ZARAGOZA | El Real Zaragoza empató en el estreno de Gabi Fernández, en un partido agónico, en otra marcha sobre el desfiladero. Empató en la agonía, cuando el cuchillo ya estaba en su garganta. Y las tablas se explicaron mejor a través de su estadio, de una afición conmovedora e incondicional. La grada se llenó de color y sirvió para acortar las distancias. A su manera, el estadio logró provocar un penalti. Y lo hizo en el punto exacto en el que todo parecía perdido. Curó así su mayor herida: una fractura social que le situaba directamente en Primera RFEF. Con la afición será también difícil, pero sin ella sería imposible.
Gabi Fernández elogió el papel de La Romareda en el partido, valoró el lugar que había tenido en el empate. Su llegada ha servido para pacificar el ambiente, para recoger los cristales rotos. No fue un estreno ideal, ni en el resultado ni en las formas, pero el Real Zaragoza pareció un grupo más comprometido e implicado. Estuvo atenazado por el miedo y sujeto por mil cadenas, pero nunca reguló su esfuerzo. Mostró sus temblores y todas sus limitaciones, pero se comportó como un bloque. Fue un equipo al fin y al cabo. Y eso ya es mucho más de lo que había sido hasta ahora.

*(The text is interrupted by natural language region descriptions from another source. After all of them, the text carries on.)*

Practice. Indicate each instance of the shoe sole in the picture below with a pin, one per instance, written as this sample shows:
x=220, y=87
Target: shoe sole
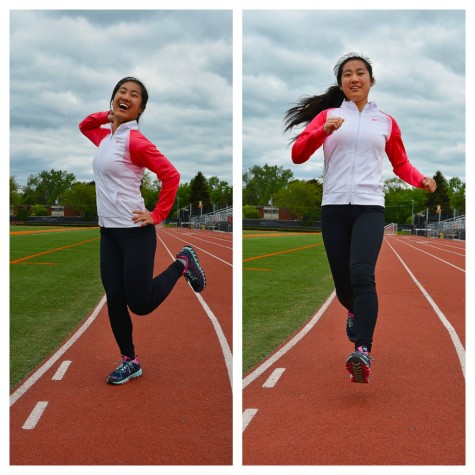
x=135, y=375
x=359, y=372
x=201, y=286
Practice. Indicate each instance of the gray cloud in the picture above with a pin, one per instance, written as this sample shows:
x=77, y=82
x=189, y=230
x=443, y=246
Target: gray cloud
x=419, y=64
x=65, y=64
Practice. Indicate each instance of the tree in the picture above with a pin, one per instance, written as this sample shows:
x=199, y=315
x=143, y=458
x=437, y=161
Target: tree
x=302, y=198
x=150, y=189
x=261, y=184
x=440, y=197
x=15, y=192
x=221, y=193
x=46, y=187
x=199, y=192
x=401, y=200
x=250, y=212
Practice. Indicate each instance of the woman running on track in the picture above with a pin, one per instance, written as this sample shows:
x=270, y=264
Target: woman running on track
x=128, y=236
x=355, y=136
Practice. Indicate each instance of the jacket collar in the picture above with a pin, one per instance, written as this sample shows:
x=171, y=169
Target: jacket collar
x=350, y=105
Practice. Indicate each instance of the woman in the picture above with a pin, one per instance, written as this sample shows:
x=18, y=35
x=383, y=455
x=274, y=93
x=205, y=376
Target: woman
x=128, y=237
x=355, y=136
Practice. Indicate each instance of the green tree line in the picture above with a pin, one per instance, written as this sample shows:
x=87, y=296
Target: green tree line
x=58, y=187
x=275, y=185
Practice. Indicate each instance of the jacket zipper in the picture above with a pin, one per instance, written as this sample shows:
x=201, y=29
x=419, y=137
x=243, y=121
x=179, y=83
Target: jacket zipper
x=353, y=166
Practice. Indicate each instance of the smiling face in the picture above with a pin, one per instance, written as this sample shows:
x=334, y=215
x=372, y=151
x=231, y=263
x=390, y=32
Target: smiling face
x=356, y=82
x=127, y=102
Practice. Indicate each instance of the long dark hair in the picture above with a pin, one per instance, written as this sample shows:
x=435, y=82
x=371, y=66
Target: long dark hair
x=144, y=92
x=309, y=107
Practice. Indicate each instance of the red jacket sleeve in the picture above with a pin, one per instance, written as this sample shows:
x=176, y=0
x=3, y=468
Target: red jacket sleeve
x=396, y=152
x=145, y=154
x=91, y=127
x=311, y=139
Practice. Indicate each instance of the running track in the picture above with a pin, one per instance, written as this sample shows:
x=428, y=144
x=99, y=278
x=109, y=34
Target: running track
x=299, y=407
x=178, y=413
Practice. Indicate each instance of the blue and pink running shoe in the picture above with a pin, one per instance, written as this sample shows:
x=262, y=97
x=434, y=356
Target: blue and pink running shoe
x=125, y=371
x=193, y=272
x=358, y=365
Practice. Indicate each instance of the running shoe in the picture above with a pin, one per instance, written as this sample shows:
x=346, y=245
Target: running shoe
x=128, y=369
x=193, y=272
x=358, y=365
x=350, y=327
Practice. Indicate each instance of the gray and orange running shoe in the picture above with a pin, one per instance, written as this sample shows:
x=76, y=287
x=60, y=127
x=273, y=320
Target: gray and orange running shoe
x=358, y=365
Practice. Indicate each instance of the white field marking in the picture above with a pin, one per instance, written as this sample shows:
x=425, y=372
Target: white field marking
x=197, y=247
x=453, y=334
x=247, y=416
x=432, y=255
x=35, y=415
x=289, y=345
x=61, y=371
x=225, y=348
x=273, y=378
x=42, y=369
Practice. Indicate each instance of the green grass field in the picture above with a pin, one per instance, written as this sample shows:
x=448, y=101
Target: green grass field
x=286, y=278
x=54, y=284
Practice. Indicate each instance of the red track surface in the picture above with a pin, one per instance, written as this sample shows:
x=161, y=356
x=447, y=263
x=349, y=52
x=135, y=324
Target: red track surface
x=413, y=410
x=179, y=412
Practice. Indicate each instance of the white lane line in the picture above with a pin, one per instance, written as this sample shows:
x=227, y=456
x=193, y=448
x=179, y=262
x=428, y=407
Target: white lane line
x=432, y=255
x=61, y=371
x=453, y=334
x=35, y=415
x=289, y=345
x=273, y=378
x=225, y=348
x=247, y=416
x=42, y=369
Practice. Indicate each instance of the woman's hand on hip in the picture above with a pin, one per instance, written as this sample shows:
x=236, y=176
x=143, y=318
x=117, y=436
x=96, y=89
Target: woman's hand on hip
x=429, y=184
x=142, y=217
x=332, y=124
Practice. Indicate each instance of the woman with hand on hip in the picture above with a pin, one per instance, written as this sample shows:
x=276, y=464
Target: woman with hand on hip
x=128, y=235
x=356, y=136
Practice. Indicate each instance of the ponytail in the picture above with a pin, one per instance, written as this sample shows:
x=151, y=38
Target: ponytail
x=309, y=107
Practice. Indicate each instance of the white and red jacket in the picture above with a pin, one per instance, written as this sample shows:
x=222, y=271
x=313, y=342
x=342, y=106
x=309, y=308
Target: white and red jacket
x=119, y=165
x=353, y=154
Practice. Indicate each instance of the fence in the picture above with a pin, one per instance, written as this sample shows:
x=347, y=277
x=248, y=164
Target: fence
x=220, y=220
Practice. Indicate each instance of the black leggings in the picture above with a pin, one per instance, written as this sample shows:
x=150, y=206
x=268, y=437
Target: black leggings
x=127, y=260
x=353, y=235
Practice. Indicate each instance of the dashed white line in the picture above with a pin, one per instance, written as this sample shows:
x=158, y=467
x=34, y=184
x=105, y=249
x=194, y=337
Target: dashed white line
x=247, y=416
x=273, y=378
x=42, y=369
x=289, y=345
x=35, y=415
x=61, y=371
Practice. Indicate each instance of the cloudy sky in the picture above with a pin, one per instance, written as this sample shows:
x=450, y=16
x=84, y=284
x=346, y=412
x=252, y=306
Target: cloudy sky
x=418, y=61
x=65, y=64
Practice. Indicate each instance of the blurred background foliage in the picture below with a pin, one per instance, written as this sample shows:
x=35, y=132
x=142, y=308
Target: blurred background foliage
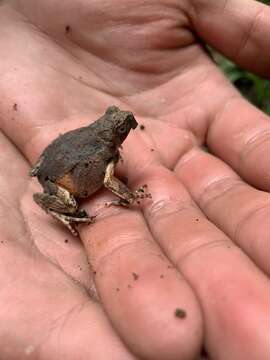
x=254, y=88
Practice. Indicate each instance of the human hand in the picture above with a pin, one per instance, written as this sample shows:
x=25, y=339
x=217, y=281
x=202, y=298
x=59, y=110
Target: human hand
x=64, y=67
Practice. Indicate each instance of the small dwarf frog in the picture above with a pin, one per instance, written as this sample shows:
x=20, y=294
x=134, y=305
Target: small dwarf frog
x=80, y=162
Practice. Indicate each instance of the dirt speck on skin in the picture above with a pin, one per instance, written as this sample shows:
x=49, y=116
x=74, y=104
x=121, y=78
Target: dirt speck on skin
x=67, y=29
x=180, y=313
x=135, y=276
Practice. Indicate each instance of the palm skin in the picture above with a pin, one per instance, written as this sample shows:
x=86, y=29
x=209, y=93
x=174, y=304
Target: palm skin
x=199, y=245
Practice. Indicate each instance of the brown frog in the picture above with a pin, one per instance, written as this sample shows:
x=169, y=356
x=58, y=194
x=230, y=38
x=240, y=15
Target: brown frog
x=80, y=162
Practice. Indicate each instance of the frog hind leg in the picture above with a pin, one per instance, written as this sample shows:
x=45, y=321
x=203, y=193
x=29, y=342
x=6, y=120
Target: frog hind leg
x=63, y=207
x=116, y=186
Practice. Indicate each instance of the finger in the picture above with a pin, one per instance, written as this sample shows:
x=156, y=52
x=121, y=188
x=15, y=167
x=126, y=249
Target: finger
x=235, y=207
x=32, y=325
x=233, y=294
x=240, y=135
x=237, y=28
x=141, y=291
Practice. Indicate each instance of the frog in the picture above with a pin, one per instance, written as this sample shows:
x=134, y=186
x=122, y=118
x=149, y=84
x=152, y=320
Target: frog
x=79, y=162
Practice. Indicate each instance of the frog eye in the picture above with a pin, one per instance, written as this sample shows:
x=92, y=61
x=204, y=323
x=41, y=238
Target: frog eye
x=122, y=129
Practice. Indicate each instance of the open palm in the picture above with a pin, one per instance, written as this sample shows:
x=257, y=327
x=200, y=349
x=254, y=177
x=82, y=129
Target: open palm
x=191, y=264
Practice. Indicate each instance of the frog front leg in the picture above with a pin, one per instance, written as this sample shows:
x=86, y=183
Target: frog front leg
x=116, y=186
x=58, y=202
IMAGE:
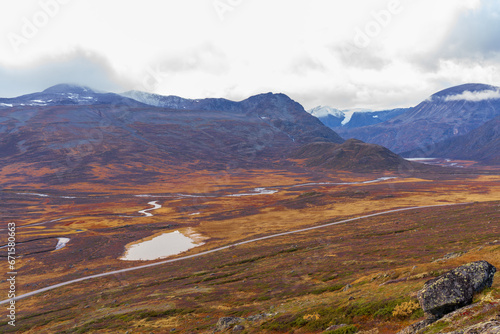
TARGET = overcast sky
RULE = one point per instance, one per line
(345, 54)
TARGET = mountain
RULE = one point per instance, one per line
(67, 94)
(343, 120)
(352, 155)
(481, 144)
(106, 137)
(447, 114)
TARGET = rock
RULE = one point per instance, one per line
(489, 327)
(238, 328)
(479, 273)
(334, 327)
(416, 327)
(455, 289)
(226, 323)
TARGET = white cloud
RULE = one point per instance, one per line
(475, 96)
(295, 47)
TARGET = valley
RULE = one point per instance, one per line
(224, 209)
(252, 210)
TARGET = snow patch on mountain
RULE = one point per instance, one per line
(322, 111)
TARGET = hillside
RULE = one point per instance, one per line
(130, 141)
(481, 144)
(352, 155)
(447, 114)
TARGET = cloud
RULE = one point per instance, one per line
(473, 35)
(78, 67)
(475, 96)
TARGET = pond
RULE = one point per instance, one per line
(159, 247)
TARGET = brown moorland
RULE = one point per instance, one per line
(295, 281)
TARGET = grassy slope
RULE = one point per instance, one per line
(295, 279)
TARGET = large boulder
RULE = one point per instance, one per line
(455, 289)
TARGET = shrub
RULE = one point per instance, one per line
(344, 330)
(405, 309)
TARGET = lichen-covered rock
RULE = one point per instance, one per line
(479, 273)
(416, 327)
(226, 323)
(489, 327)
(455, 289)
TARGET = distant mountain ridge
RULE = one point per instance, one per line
(84, 133)
(67, 94)
(342, 120)
(447, 114)
(481, 144)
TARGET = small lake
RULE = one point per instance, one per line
(159, 247)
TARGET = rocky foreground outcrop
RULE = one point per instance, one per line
(452, 291)
(455, 289)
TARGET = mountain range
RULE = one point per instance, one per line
(449, 124)
(70, 133)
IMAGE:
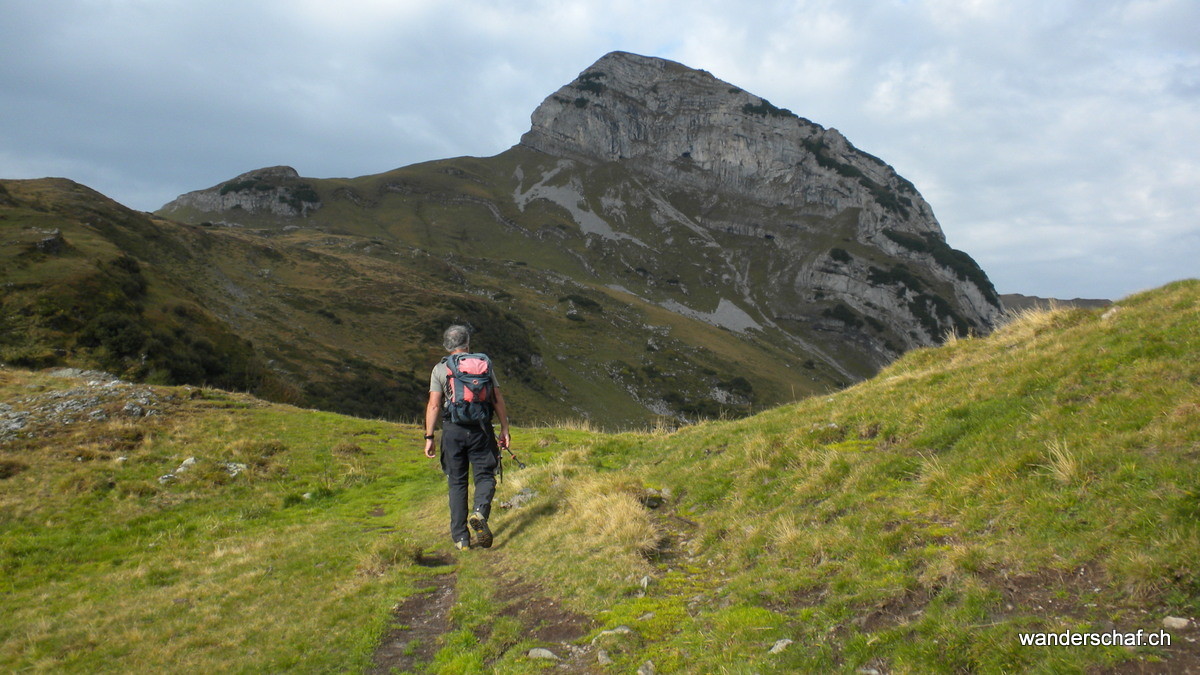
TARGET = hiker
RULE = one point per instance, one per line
(465, 393)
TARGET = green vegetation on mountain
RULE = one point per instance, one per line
(1038, 479)
(346, 317)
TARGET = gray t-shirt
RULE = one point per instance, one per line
(439, 382)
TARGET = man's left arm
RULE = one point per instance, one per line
(502, 412)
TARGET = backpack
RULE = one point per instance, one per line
(471, 388)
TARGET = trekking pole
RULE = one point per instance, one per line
(514, 455)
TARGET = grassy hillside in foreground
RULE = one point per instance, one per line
(1043, 478)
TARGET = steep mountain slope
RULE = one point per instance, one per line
(346, 322)
(658, 185)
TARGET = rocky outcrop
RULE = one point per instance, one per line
(688, 129)
(765, 172)
(667, 187)
(276, 191)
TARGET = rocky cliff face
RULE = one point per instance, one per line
(681, 240)
(275, 190)
(754, 168)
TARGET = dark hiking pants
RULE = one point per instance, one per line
(465, 448)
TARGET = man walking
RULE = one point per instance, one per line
(465, 393)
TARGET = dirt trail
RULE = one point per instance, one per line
(419, 623)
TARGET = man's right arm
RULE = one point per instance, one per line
(432, 410)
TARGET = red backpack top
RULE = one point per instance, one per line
(472, 388)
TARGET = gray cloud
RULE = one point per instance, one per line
(1054, 139)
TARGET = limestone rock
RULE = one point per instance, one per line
(765, 172)
(1175, 623)
(538, 652)
(276, 190)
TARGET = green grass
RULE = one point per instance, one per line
(105, 567)
(1043, 478)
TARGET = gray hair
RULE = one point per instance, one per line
(456, 338)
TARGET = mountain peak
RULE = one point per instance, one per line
(689, 129)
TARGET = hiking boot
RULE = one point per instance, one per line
(479, 524)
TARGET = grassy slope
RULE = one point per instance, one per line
(315, 306)
(1041, 478)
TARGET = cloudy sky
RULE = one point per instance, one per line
(1057, 141)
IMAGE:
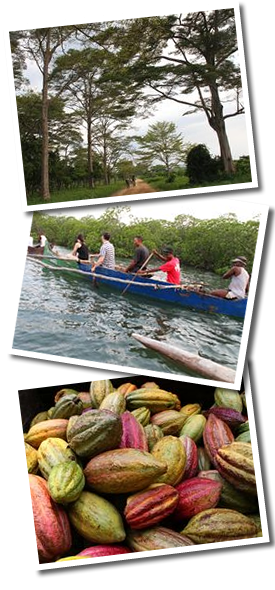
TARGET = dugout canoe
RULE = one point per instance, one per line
(193, 362)
(153, 289)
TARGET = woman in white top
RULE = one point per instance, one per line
(238, 286)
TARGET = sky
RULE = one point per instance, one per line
(194, 128)
(199, 206)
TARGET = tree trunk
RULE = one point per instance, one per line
(217, 123)
(45, 188)
(91, 179)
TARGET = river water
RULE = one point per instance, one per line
(67, 316)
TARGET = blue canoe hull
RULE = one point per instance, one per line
(157, 292)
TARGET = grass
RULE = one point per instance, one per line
(77, 194)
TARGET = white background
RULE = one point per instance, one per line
(19, 554)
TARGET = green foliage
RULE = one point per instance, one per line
(209, 244)
(200, 166)
(162, 144)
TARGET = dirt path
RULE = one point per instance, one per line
(141, 187)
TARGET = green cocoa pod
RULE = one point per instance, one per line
(96, 519)
(66, 482)
(228, 398)
(194, 427)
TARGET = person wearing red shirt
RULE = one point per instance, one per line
(171, 266)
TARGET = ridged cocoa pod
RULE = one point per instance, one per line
(216, 435)
(257, 521)
(142, 415)
(104, 551)
(40, 417)
(66, 482)
(204, 462)
(191, 451)
(194, 427)
(99, 390)
(156, 400)
(63, 392)
(122, 471)
(115, 402)
(170, 450)
(170, 421)
(153, 434)
(85, 397)
(96, 519)
(231, 417)
(195, 495)
(219, 524)
(231, 497)
(67, 406)
(46, 429)
(156, 538)
(190, 410)
(126, 388)
(228, 398)
(133, 435)
(52, 527)
(31, 457)
(244, 437)
(51, 452)
(235, 464)
(94, 432)
(149, 507)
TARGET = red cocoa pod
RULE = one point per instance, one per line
(104, 551)
(216, 434)
(150, 506)
(52, 527)
(191, 450)
(133, 435)
(195, 495)
(231, 417)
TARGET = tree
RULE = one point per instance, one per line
(41, 46)
(178, 56)
(200, 166)
(80, 76)
(161, 143)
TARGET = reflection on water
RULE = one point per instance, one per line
(69, 316)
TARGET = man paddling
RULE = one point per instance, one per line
(141, 255)
(106, 255)
(171, 266)
(239, 284)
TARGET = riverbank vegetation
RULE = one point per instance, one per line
(209, 244)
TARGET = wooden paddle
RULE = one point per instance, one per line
(144, 264)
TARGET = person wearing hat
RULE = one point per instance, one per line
(171, 266)
(238, 286)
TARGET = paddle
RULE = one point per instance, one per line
(144, 264)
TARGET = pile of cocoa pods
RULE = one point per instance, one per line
(127, 469)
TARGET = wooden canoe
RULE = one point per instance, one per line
(193, 362)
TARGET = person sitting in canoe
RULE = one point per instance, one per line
(106, 255)
(239, 284)
(171, 266)
(80, 249)
(141, 255)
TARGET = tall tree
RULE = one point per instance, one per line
(161, 143)
(41, 45)
(190, 60)
(80, 76)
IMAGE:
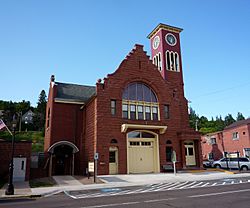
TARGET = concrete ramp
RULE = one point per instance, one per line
(66, 181)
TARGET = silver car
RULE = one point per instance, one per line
(233, 163)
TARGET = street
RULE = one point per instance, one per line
(231, 195)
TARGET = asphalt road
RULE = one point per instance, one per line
(235, 195)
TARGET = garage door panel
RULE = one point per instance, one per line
(141, 158)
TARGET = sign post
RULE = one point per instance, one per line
(96, 157)
(174, 161)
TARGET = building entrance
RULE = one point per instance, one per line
(190, 153)
(143, 154)
(62, 158)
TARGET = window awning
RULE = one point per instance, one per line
(125, 127)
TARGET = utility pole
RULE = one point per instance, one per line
(196, 125)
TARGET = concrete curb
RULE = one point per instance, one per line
(212, 169)
(19, 197)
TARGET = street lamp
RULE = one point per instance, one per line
(10, 187)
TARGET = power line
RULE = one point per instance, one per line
(222, 90)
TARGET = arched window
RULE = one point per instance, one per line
(177, 62)
(139, 102)
(140, 134)
(113, 141)
(160, 64)
(172, 61)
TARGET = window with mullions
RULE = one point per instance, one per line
(139, 102)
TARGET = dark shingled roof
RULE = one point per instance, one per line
(239, 123)
(74, 92)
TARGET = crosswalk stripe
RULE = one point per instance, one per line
(188, 185)
(157, 187)
(196, 185)
(205, 184)
(178, 186)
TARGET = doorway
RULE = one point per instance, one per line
(113, 160)
(190, 153)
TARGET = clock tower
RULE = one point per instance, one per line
(166, 52)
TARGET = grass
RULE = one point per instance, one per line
(42, 182)
(37, 138)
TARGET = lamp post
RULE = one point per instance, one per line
(10, 187)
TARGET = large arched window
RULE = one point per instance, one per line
(139, 102)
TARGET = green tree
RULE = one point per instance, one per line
(40, 112)
(240, 117)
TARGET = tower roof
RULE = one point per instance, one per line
(166, 27)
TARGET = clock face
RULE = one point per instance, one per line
(156, 42)
(171, 39)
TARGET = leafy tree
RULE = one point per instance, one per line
(40, 112)
(240, 117)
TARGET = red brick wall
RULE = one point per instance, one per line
(237, 145)
(137, 67)
(89, 126)
(22, 149)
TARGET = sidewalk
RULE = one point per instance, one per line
(69, 183)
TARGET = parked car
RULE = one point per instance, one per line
(233, 163)
(207, 163)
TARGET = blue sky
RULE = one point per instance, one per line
(81, 41)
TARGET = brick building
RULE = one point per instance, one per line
(234, 138)
(21, 159)
(134, 118)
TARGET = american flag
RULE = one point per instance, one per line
(2, 124)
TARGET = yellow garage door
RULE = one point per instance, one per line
(141, 157)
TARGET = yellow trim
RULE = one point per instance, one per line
(155, 147)
(125, 127)
(57, 100)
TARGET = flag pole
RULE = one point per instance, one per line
(9, 130)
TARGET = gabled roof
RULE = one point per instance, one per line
(239, 123)
(74, 92)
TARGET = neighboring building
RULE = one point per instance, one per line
(234, 138)
(28, 117)
(212, 146)
(133, 119)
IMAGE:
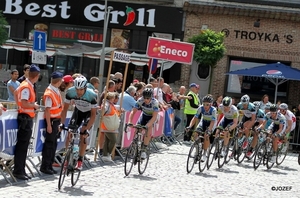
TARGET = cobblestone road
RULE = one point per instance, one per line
(166, 177)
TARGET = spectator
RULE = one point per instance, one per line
(53, 109)
(110, 136)
(26, 103)
(264, 101)
(12, 85)
(128, 99)
(190, 109)
(26, 73)
(94, 84)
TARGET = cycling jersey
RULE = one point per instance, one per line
(290, 116)
(231, 114)
(280, 119)
(249, 111)
(260, 115)
(147, 109)
(207, 116)
(85, 103)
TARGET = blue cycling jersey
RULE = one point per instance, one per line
(210, 115)
(249, 111)
(84, 103)
(147, 109)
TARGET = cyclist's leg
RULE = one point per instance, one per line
(73, 124)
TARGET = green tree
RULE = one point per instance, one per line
(209, 49)
(3, 29)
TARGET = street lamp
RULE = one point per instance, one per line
(102, 58)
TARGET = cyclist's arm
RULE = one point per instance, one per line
(133, 111)
(234, 124)
(289, 126)
(193, 121)
(92, 118)
(153, 119)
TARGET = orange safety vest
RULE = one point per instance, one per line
(28, 111)
(57, 105)
(112, 112)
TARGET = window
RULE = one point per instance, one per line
(250, 84)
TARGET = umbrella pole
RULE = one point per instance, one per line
(276, 88)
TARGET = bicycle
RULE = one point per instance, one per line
(264, 152)
(216, 149)
(196, 152)
(133, 155)
(70, 161)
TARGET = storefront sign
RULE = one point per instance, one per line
(121, 57)
(91, 12)
(260, 36)
(70, 33)
(171, 50)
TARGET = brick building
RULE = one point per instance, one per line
(256, 34)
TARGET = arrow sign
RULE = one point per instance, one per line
(39, 41)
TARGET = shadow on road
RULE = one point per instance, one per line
(206, 175)
(142, 177)
(226, 170)
(76, 191)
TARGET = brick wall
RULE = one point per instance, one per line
(274, 40)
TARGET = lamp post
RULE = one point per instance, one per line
(102, 58)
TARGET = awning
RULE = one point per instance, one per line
(80, 50)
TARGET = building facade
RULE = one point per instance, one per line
(256, 34)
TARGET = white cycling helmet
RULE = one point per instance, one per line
(80, 82)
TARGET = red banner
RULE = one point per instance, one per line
(170, 50)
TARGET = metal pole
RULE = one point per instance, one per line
(102, 58)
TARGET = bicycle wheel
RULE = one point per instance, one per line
(202, 164)
(192, 158)
(130, 158)
(222, 159)
(281, 155)
(75, 173)
(269, 155)
(212, 154)
(142, 163)
(259, 155)
(64, 169)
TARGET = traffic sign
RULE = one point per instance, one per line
(39, 57)
(39, 41)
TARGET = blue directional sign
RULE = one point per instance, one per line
(39, 41)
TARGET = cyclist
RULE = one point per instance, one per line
(150, 108)
(277, 127)
(229, 120)
(260, 114)
(249, 116)
(290, 119)
(85, 101)
(208, 121)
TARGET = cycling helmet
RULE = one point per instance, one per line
(208, 99)
(283, 106)
(147, 93)
(273, 108)
(80, 82)
(227, 101)
(256, 104)
(245, 99)
(268, 106)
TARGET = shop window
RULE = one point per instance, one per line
(250, 84)
(203, 71)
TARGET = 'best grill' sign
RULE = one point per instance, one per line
(176, 51)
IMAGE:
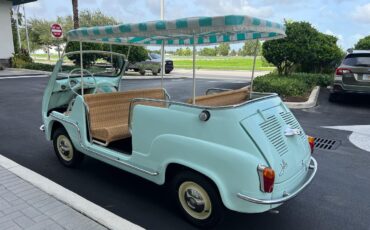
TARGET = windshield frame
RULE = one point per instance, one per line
(119, 74)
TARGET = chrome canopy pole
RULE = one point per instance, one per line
(82, 71)
(162, 46)
(17, 22)
(111, 55)
(162, 63)
(254, 65)
(194, 52)
(27, 37)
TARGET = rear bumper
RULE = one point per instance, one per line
(287, 196)
(339, 88)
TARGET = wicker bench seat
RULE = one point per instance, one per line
(231, 97)
(108, 112)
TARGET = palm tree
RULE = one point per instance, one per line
(76, 22)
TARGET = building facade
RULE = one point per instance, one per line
(6, 36)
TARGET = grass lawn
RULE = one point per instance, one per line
(221, 63)
(212, 63)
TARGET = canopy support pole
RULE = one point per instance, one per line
(162, 46)
(254, 66)
(162, 63)
(82, 71)
(111, 55)
(194, 52)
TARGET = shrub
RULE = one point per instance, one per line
(38, 66)
(295, 85)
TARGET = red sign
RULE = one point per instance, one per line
(56, 30)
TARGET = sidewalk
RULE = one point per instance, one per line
(23, 205)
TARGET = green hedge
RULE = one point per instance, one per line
(294, 85)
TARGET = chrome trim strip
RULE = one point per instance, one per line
(101, 155)
(216, 89)
(169, 103)
(93, 51)
(286, 195)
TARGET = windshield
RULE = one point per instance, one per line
(101, 65)
(357, 59)
(155, 56)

En estado de emergencia, con el resultado en contra y a solo 10 minutos del final, La Romareda supo reanimar al equipo. Bastó un córner para provocar una explosión, para que el rival dudara y la afición se encendiera. Boca a boca. Forzó medio penalti y Soberón se encargó del resto. Algunos no miraron el lanzamiento y, de espaldas al campo, se detuvieron en los ojos de la hinchada. Pareció el resumen ideal del partido: para ellos el gol se cantó antes en la grada que en el césped. Y fue precisamente desde ese lugar desde donde se empezó a marcar el empate. Ese momento dejó una conclusión que nunca debe ser olvidada: a este Zaragoza solo lo puede salvar su gente.